Il fut un temps où la médiation rebutait la plupart des artistes. Qu’est-ce qui a changé ?

Les jeunes ont fait le pas. Des programmes sont en train d’être mis en place dans certains conservatoires. Nous avons constaté que pour la majorité d’entre eux, la rencontre avec d’autres publics est fondamentale. Surtout s’ils ont l’impression qu’ils peuvent changer la vie de quelqu’un. Cette pratique de la médiation va même jusqu’à nourrir leur interprétation des œuvres.

De quelle façon ?

On a fait une expérience avec le Quatuor Arod et la chanteuse Marlène Assayag, qui joueront le Deuxième quatuor de Schoenberg dans le concert du 8 juillet pour les vingt ans de l’Académie. Durant quatre jours, ils ont travaillé à élaborer un programme participatif avec des enfants à qui ils ont demandé de s’allonger par terre pour écouter le dernier mouvement avec voix. Le résultat a été si probant qu’ils ont intégré cette « dramaturgie » dans leurs propres concerts.

Vingt ans après sa fondation, l’Académie d’Aix-en-Provence fait donc figure d’exemplarité ?

3 000 artistes sont passés chez nous en vingt ans. De 2007 à 2018, sous le mandat de Bernard Foccroulle, de nouveaux réseaux européens ainsi qu’en direction de la Méditerranée ont été fondés tandis que les équipes de création au service d’une politique de commandes étaient renforcées. A l’heure où de nouvelles maisons d’art lyrique sont en train de surgir un peu partout, et notamment dans les pays d’Afrique du Nord, la réflexion sur l’avenir de l’opéra est cruciale. Un satisfecit pour l’Académie qui a toujours porté en germe la recherche de nouvelles formes scéniques et l’ouverture aux cultures extra-européennes. Pierre Boulez dans les années 1990 n’avait-il pas fait venir gamelan balinais et percussions africaines ? Une profession de foi que le Franco-Libanais, Pierre Audi, successeur de Bernard Foccroulle à partir de 2019, ne pourra que conforter.

Les 20 ans de l’Académie. Concerts au Conservatoire Darius Milhaud d’Aix-en-Provence (13). Avec Marlène Assayag et le Quatuor Arod le 8 juillet à 15 heures. Avec Stéphane Degout et Alain Planès le 9 juillet à 20 heures. De 8 € à 25 €.

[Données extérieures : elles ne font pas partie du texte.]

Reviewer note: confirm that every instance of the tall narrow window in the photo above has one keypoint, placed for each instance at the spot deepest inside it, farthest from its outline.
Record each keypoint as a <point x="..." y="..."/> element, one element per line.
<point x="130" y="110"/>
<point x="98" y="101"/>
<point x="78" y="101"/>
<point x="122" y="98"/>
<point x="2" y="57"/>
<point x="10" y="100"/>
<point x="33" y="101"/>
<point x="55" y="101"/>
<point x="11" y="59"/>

Journée anniversaire le 13 juillet. Ateliers musicaux participatifs, de 16 à 19 heures à l’Hôtel Maynier d’Oppède (gratuit, sur réservation). Concert « L’Alto à l’honneur » avec Tabea Zimmermann, Andrea Hill et Edwige Herchenroder au Conservatoire Darius Milhaud à 20 heures. De 8 € à 25 €.

Jam session avec des artistes issus de l’Académie et du Festival à l’Hôtel Maynier d’Oppède à partir de 21h30 (gratuit, accès libre). Academie.festival-Aix.com

Sur France Musique, Carrefour de Lodéon le 7 juillet de 14h30 à 16h30 au Conservatoire Darius Milhaud, diffusion en différé à 18 heures). Gratuit, accès libre.